You will frequently need to seek the help of a professional with legal and/or financial expertise when in the process of estate planning. Simple mistakes in an estate plan can cause egregious problems, including legal and personal conflicts between your survivors.
In addition to deciding what to do with your assets after your death, your estate plan should also contain things that might become relevant during life. Power of attorney is a big one. Power of attorney is an arrangement in which you provide another person the ability to make decisions for you, if you become incapacitated. Additionally, effective estate planning can help reduce the effect of taxes and court fees on your final disposition to your chosen beneficiaries.
A reliable estate planner in Grafton, can make this process much easier, minimizing the chances that your estate plan will end up in court, saving your survivors a huge amount of time and money.
Common Features of Grafton Estates
Will: Wills are a very important part of almost all estate plans. In simplest terms, it answers the question "who gets what after I die?" Usually, you can leave your property to anyone you wish. If you die without a will, your property will usually be given to your closest living relative (usually a spouse or child).
Living Will: Living wills are also very essential for most people. Essentially, a living will tells everyone concerned (your next of kin, and your doctor) what type of medical care you want if you become incapacitated. It normally includes the circumstances under which a person wishes to be kept on life support, when they want to be taken off of life support, and, sometimes, instructions on when medical staff should and should not attempt resuscitation.

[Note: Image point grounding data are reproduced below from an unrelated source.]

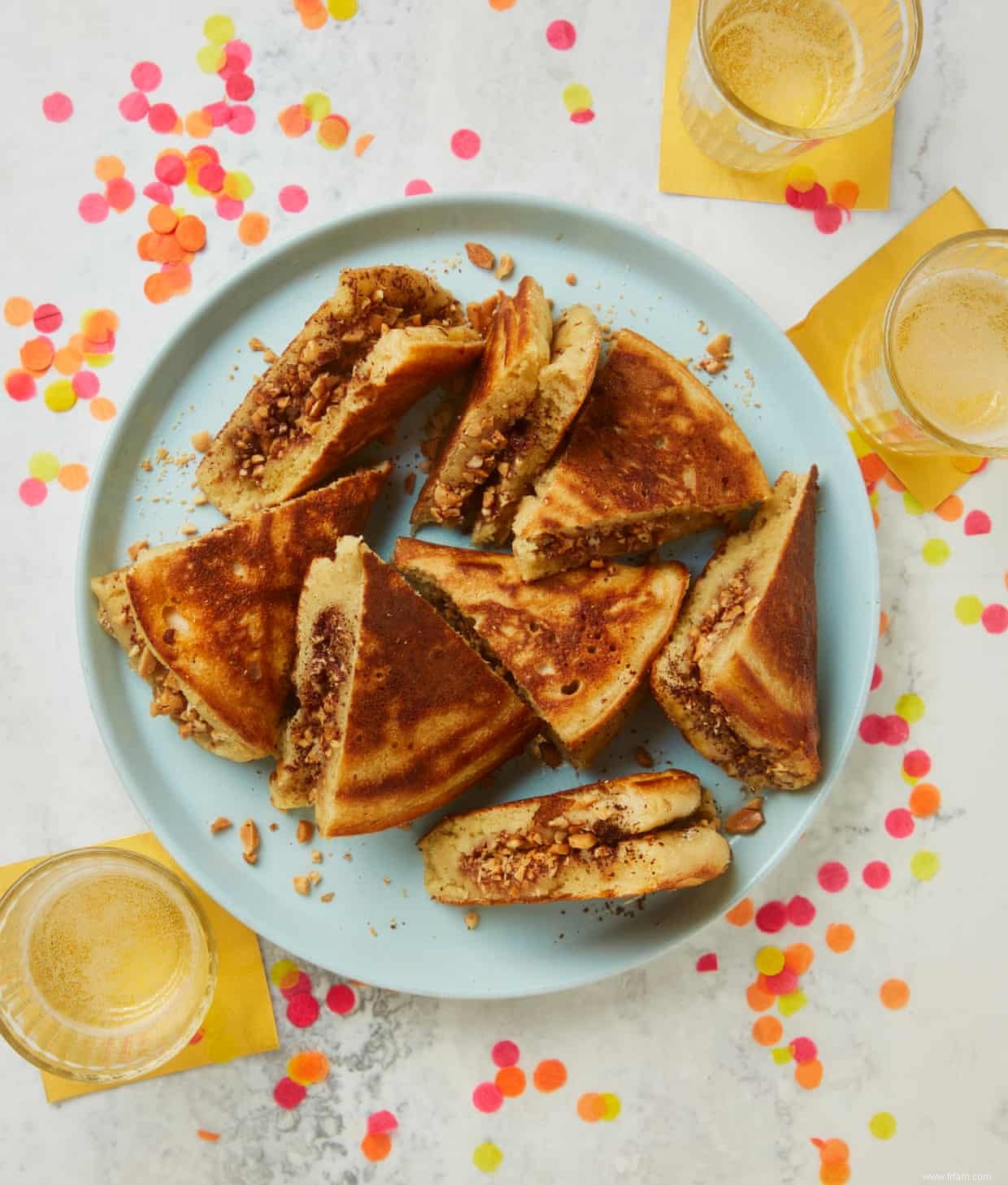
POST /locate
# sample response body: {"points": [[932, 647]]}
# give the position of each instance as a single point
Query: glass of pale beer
{"points": [[767, 80], [928, 373], [107, 965]]}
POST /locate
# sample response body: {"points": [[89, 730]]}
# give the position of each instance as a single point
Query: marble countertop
{"points": [[701, 1099]]}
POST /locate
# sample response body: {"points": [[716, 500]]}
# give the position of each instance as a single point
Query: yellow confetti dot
{"points": [[924, 864], [883, 1125], [488, 1157], [219, 28], [969, 610], [44, 466], [576, 98], [770, 960]]}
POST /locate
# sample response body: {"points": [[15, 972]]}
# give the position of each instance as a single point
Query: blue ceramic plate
{"points": [[382, 928]]}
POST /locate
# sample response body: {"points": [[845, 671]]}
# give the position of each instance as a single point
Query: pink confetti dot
{"points": [[57, 106], [995, 619], [977, 523], [302, 1011], [561, 35], [832, 876], [341, 999], [772, 916], [486, 1097], [506, 1053], [93, 207], [146, 76], [899, 823], [289, 1094], [801, 911], [293, 199], [465, 144], [33, 492], [134, 106], [876, 875]]}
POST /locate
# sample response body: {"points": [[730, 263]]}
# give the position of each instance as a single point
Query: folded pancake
{"points": [[563, 385], [576, 646], [517, 349], [738, 675], [387, 336], [398, 714], [651, 458], [620, 838], [210, 623]]}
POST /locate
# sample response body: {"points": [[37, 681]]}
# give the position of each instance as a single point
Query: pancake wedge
{"points": [[387, 336], [738, 675], [576, 646], [622, 838], [398, 714], [210, 623], [563, 385], [651, 458], [517, 349]]}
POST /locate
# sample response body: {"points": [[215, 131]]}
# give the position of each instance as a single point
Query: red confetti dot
{"points": [[465, 144], [134, 106], [876, 875], [977, 523], [293, 199], [488, 1097], [57, 106], [93, 207], [561, 35], [341, 999], [995, 619], [899, 823], [302, 1011], [163, 118], [504, 1053], [771, 916], [801, 911], [48, 319], [146, 76], [289, 1094], [832, 876]]}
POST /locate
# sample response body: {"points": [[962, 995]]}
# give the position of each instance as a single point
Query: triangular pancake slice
{"points": [[210, 623], [398, 714], [620, 838], [576, 646], [387, 336], [651, 458], [739, 673]]}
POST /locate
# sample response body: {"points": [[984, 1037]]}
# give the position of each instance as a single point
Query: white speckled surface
{"points": [[701, 1100]]}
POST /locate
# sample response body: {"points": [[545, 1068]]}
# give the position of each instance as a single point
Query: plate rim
{"points": [[147, 807]]}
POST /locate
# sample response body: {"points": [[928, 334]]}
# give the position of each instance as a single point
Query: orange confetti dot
{"points": [[253, 228], [741, 914], [72, 476], [376, 1145], [894, 993], [18, 310], [925, 800], [798, 957], [511, 1081], [550, 1075], [809, 1074], [767, 1031], [840, 938]]}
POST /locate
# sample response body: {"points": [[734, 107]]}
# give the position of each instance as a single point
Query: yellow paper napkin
{"points": [[240, 1021], [862, 155], [832, 325]]}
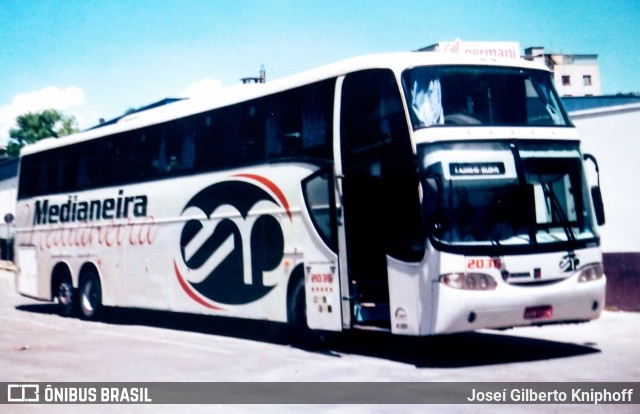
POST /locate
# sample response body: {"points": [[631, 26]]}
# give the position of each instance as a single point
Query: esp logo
{"points": [[232, 237]]}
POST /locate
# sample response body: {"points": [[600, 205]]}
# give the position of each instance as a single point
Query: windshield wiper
{"points": [[557, 208]]}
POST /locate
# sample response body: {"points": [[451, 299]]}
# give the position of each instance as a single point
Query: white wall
{"points": [[613, 136]]}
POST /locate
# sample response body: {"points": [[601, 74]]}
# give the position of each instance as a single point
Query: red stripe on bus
{"points": [[185, 286], [274, 189]]}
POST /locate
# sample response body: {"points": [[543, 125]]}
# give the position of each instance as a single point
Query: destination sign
{"points": [[476, 168]]}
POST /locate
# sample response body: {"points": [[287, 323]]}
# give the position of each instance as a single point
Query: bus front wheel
{"points": [[90, 296], [66, 297]]}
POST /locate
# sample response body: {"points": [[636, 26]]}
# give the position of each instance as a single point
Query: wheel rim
{"points": [[65, 294], [90, 297]]}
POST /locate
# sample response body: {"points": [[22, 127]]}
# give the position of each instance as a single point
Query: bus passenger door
{"points": [[380, 192], [321, 267]]}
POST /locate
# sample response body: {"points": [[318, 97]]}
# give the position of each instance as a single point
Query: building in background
{"points": [[609, 131], [574, 75]]}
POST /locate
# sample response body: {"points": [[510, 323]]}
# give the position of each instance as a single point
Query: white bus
{"points": [[415, 193]]}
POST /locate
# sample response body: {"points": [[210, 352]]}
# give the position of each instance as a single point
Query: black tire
{"points": [[90, 296], [66, 297]]}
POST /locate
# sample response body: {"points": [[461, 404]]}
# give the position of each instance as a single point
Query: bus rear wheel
{"points": [[90, 296], [66, 297]]}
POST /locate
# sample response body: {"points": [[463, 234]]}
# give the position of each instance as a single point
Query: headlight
{"points": [[469, 281], [591, 272]]}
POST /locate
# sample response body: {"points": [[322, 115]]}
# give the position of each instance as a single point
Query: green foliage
{"points": [[34, 126]]}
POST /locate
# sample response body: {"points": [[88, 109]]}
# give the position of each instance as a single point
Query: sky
{"points": [[96, 59]]}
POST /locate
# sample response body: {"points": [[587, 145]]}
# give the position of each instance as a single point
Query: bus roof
{"points": [[243, 92]]}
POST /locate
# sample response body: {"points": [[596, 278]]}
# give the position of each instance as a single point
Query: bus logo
{"points": [[231, 237], [569, 262]]}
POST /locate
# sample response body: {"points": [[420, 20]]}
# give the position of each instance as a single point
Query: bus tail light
{"points": [[591, 272], [469, 281]]}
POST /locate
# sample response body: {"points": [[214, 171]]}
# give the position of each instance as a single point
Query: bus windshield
{"points": [[506, 195], [481, 96]]}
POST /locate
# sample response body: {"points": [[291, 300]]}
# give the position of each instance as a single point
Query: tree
{"points": [[34, 126]]}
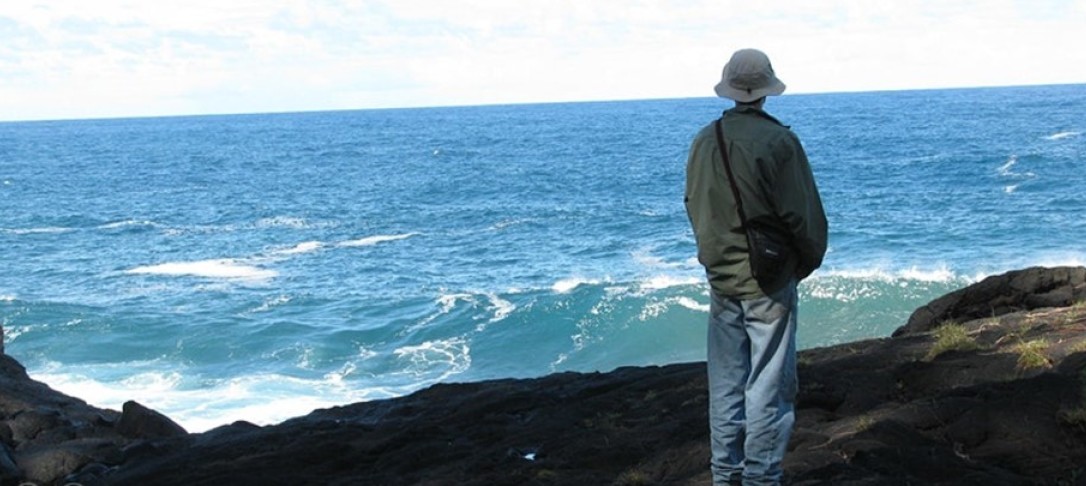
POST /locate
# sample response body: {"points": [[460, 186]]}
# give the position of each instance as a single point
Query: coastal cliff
{"points": [[985, 385]]}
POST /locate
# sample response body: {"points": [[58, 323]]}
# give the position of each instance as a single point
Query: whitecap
{"points": [[660, 282], [369, 241], [213, 268], [126, 224], [879, 273], [567, 285], [1006, 168], [1062, 135], [450, 356], [302, 247], [43, 230], [282, 221], [272, 303]]}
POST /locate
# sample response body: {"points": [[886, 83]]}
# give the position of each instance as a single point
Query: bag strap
{"points": [[731, 178]]}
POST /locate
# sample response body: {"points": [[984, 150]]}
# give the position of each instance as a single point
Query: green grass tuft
{"points": [[1032, 355]]}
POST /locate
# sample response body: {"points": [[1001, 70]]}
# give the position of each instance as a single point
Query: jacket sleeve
{"points": [[800, 206]]}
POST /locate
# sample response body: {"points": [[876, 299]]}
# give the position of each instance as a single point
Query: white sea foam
{"points": [[941, 273], [501, 307], [660, 282], [214, 269], [308, 246], [126, 224], [282, 221], [1008, 168], [45, 230], [272, 303], [369, 241], [437, 360], [263, 398], [1062, 135], [567, 285], [693, 305]]}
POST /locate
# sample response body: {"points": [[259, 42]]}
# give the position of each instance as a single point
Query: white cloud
{"points": [[78, 59]]}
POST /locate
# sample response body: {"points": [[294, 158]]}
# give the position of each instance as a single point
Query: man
{"points": [[752, 348]]}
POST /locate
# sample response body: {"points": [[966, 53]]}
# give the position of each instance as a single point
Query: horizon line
{"points": [[525, 103]]}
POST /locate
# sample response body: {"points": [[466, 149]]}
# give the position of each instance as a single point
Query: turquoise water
{"points": [[259, 266]]}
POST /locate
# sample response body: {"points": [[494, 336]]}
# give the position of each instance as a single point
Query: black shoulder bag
{"points": [[769, 247]]}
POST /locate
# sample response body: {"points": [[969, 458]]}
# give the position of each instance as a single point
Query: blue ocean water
{"points": [[256, 267]]}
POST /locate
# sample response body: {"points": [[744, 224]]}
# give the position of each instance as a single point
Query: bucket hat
{"points": [[748, 76]]}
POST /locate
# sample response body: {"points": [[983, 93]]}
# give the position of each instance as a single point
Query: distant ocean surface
{"points": [[256, 267]]}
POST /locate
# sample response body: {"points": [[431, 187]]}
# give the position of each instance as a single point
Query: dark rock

Power of Attorney: This is an arrangement in which you give someone else, typically a trusted family member, the authority to make financial and medical decisions on your behalf, in case you become unable to make or express your own decisions.
Funeral Arrangements: Whatever your preference on this matter (if you have a preference) you should make it known to your family both verbally and in writing. If you have very particular wishes regarding the final disposition of your mortal remains, you should not put those instructions in your will. Or, if you do, you should also put them somewhere else. Wills are normally not read for quite some time after a person dies, and the funeral is typically long over by then, so it will be too late to follow your instructions.
Do I Need a Grafton Estates Lawyer?
A poorly drafted or executed Grafton estate plan can have major negative consequences. For instance, it might be confusing to the people who are most directly affected by it. This confusion can frequently lead to costly litigation. For that reason, the advice of an efficient estate planning attorney can be invaluable.